President Obama has selected Richard Blanco to serve as the Inaugural Poet for his swearing-in ceremony, making him the youngest poet, as well as the first Latino and gay poet to have the honor.
Blanco, 44 years old and Cuban-American, was chosen to write an original poem for the January 21st Inauguration, which will be broadcast to the nation and the world. According to Addie Whisenant, the inaugural committee’s spokeswoman, President Obama chose Blanco because his “deeply personal poems are rooted in the idea of what it means to be an American.”
“Since the beginning of the campaign, I totally related to his life story and the way he speaks of his family, and of course his multicultural background,” says Blanco. “There has always been a spiritual connection in that sense. I feel in some ways that when I’m writing about my family, I’m writing about him.”
Blanco is the son of Cuban parents, born in Spain, and raised and educated in Miami. His parents immigrated to the United States because they wanted a better life for their son. During his mid-20s, he began asking himself questions on identity and cultural negations, which prompted his desire to write.
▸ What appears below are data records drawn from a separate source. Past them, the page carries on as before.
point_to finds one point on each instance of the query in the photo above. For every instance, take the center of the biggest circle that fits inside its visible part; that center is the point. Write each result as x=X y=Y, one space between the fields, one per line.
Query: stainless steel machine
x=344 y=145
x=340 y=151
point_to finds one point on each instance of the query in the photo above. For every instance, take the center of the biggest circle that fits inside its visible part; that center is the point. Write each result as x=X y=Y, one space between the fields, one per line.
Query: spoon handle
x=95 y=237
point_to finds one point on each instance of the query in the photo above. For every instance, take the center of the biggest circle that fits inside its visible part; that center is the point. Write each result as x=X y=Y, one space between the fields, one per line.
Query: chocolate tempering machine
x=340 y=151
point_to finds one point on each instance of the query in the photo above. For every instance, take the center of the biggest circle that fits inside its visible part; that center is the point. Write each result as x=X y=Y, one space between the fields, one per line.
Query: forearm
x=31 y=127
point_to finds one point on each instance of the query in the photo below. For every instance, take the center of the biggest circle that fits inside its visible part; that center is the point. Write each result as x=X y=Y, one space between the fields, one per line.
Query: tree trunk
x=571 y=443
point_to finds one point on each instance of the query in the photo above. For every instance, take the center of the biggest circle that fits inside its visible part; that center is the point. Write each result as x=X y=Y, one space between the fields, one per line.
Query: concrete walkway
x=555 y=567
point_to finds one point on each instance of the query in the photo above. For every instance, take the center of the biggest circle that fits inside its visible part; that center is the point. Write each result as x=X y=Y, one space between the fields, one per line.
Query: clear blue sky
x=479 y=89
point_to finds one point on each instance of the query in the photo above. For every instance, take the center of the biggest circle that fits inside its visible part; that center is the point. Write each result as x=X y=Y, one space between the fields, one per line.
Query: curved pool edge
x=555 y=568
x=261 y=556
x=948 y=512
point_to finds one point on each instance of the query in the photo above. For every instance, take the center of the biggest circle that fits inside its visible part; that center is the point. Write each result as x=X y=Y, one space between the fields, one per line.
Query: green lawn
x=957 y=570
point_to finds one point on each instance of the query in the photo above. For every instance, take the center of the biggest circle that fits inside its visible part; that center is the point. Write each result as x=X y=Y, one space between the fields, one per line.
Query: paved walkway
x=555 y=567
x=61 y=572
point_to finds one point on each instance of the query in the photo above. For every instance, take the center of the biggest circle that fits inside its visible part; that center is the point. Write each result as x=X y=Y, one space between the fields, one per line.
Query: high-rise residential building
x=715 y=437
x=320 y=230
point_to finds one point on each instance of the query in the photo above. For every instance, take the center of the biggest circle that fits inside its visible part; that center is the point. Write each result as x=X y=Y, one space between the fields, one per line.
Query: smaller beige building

Blanco first chose engineering to study while in school, but his passion for the written word made him pursue a graduate degree in writing. His graduate thesis led to his first poetry collection, “City of a Hundred Fires,” which won him a poetry prize in 1997.
“Here I am, first-generation Cuban American, and this great honor that has just come to me, and [I’m] just feeling that sense of just incredible gratitude and love,” said Blanco on NPR.